Plus, many disabled people (who are able to) are working, and many of those have reduced earning potential due to their disability but no financial support with that. If the government want more disabled people working, and are successful in achieving that, then this group will be even larger. Focusing only on "the most disabled" makes the situation worse, where you qualify for sufficient support, or none at all and live in poverty due to disabilty affecting earning potential. Tying UC conditions and top-ups to PIP makes this even worse, especially as "most disabled" appears to be a code for "physically disabled" - someone who uses a wheelchair may need PIP for mobility (quite rightly) but be perfectly able to work in an office job, whilst someone with MH issues may not qualify for PIP under the new rules (and therefore not the disability element of UC) but still not be able to work, consigning them to absolute poverty and making their mental health worse.

I don't agree with what the government are doing, and lived through it before as I was at my most unwell (on ESA and DLA as it was then) when the Tories made big changes last time. But I can see why people might have concerns about the current system, and that it doesn't help to have this black-and-white view of who's deserving of support and who isn't, rather than a more graded approach. Changing the system is fine, but the way they are going about it will make things worse in a variety of ways.

No. That poster was responding to me and that wasn’t what I was saying at all. Please read my comments on the thread properly if you’re going to comment about them and don’t misrepresent me.

Kirbert2 · 11/04/2025 20:41

Wildflowers99 · 11/04/2025 20:01

Thank God he’s in remission, where there is life there is hope. Best wishes for his ongoing recovery.

I was curious as to whether the application demands specific things, or whether it’s a general ‘attach supporting evidence here’. As many posters say they had to supply lots of evidence - but that’s not the same as lots of evidence actually being requested. If you see what I mean

It mentions supportive evidence a few times in the forms. You need evidence to back up what you say on the form so I asked physio and OT to write a letter about how he can't walk, his oncologist obviously confirmed that he had cancer which caused all of the complications and then the gastro consultant and bowel nurse explained that he had a stoma and needed nutrition feeds through his central line because his bowel is damaged etc.

I couldn't imagine them approving his DLA with just me stating on the form that he has cancer, can't walk and his bowel doesn't work properly so he needs feeds. Those who advised me in hospital who, like I said, deal with DLA every day made it very clear that evidence was vital, as much as possible because ''we know what they are like''.

Wildflowers99 · 11/04/2025 20:44

Gender identity has been around since the 1960s, so a good 60 years. There are 90 year old people who claim to have always known they were trans. I believe that THEY believe they’re trans, in the way I believe people who believe themselves to be neurodiverse also really believe that. But that doesn’t mean I believe it necessarily, perhaps I can be more objective.
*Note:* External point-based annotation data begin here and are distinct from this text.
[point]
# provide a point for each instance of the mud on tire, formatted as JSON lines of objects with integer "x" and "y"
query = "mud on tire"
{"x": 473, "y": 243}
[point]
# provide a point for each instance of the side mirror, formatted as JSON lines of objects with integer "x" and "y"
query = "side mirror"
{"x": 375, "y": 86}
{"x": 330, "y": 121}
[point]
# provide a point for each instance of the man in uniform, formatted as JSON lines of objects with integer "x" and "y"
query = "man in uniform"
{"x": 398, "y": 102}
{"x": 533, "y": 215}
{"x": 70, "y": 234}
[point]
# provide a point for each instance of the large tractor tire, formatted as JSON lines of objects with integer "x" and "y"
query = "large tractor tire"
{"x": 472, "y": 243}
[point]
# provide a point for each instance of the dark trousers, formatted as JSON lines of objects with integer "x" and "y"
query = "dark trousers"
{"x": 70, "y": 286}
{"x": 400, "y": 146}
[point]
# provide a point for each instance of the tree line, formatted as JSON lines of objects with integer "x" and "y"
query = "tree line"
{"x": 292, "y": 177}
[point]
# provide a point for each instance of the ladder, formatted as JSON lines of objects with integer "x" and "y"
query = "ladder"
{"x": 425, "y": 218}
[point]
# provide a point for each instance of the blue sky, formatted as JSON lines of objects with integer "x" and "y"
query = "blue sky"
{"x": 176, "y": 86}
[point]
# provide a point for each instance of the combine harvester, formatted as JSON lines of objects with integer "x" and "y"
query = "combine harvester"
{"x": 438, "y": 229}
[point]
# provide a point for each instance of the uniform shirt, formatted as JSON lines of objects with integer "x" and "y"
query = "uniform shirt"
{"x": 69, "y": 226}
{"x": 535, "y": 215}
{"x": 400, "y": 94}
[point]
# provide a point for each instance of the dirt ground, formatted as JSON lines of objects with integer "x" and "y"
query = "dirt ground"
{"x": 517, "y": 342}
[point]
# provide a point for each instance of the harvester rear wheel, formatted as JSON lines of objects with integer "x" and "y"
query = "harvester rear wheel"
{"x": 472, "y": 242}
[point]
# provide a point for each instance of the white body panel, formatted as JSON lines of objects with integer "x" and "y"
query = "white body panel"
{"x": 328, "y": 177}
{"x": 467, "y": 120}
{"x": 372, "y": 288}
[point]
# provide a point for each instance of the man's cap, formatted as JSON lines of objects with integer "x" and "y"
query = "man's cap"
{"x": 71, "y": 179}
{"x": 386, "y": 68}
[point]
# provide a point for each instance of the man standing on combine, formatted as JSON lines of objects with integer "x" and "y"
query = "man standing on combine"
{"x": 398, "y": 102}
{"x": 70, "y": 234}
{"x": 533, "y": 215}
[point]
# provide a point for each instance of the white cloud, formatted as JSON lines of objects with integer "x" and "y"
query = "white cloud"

Yes autism has been around a LONG time but in a completely different format to now. It was a very rare and quite narrow diagnosis. It didn’t have various ‘profiles’ with the main symptoms being anger, non verbalism, or what we used to call agoraphobia or a nervous breakdown. In the way you critique the modern application of transgender, I see autism in the same way. What was a very unusual diagnosis with strict criteria now means virtually anything really, it can be bended to encompass so many things.

I assume from your post you’re gender critical? I assume you don’t hate trans people, and you don’t think the way you do to be cruel or bullying? So can you accept some people may feel the same about ND?